Trouver un juste équilibre entre droits et obligations des propriétaires, des usagers des forêts et des divers intérêts en présence (locaux, nationaux et internationaux) n'en restera pas moins un défi majeur pour l'avenir. Les forêts continuent d'être diversement perçues par le public, tantôt comme un simple moyen de production, tantôt comme une composante naturelle et spirituelle très précieuse de l'environnement. Une bonne partie de la population voit aussi dans les forêts comme un espace de loisirs et d'activités de plein air. Bien que les forêts aient été intensément exploitées par le passé, elles sont aujourd'hui considérées par beaucoup comme des portions de nature devant rester à l'abri de toute intervention humaine, comme des lieux de mémoire, de contemplation et de liberté individuelle.
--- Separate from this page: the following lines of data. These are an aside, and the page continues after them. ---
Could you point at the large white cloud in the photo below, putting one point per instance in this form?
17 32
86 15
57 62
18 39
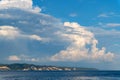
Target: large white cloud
79 39
80 43
22 4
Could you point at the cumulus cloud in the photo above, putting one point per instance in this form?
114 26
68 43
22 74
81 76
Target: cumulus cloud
10 32
113 24
73 15
80 43
22 4
79 39
13 58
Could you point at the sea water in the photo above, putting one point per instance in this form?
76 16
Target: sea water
60 75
Mais de telles attentes doivent être soigneusement mises en regard du droit constitutionnel à la propriété et des droits et obligations des propriétaires quant à la fixation des objectifs d'exploitation de leurs forêts et quant au choix des modes de gestion qu'ils préfèrent. Beaucoup de propriétaires forestiers sont implicitement appelés à fournir des biens et services pour lesquels il n'existe pas encore de marchés. Dans le même temps, on admet de plus en plus que les propriétaires forestiers ne sont généralement pas en mesure de prendre en charge les coûts additionnels de tels bénéfices externes sans compensation.

Le cadre juridique évolutif de la gestion des ressources forestières, eu égard à sa dimension multisectorielle comme de ses différents niveaux politiques, requiert de nouvelles stratégies de la part des propriétaires forestiers, une réelle détermination des services publics d'adopter des procédures de rationalisation institutionnelle efficaces et transparentes, ainsi que des processus participatifs de prise de décision impliquant tant les principaux usagers que les groupes environnementaux. Les interrelations et interactions entre un nombre croissant de politiques, la coexistence d'acteurs politiques nationaux et internationaux et l'importance grandissante des entités infra-nationales et locales sont autant de facteurs susceptibles de jouer un rôle marquant dans le développement de la législation forestière pendant les années à venir.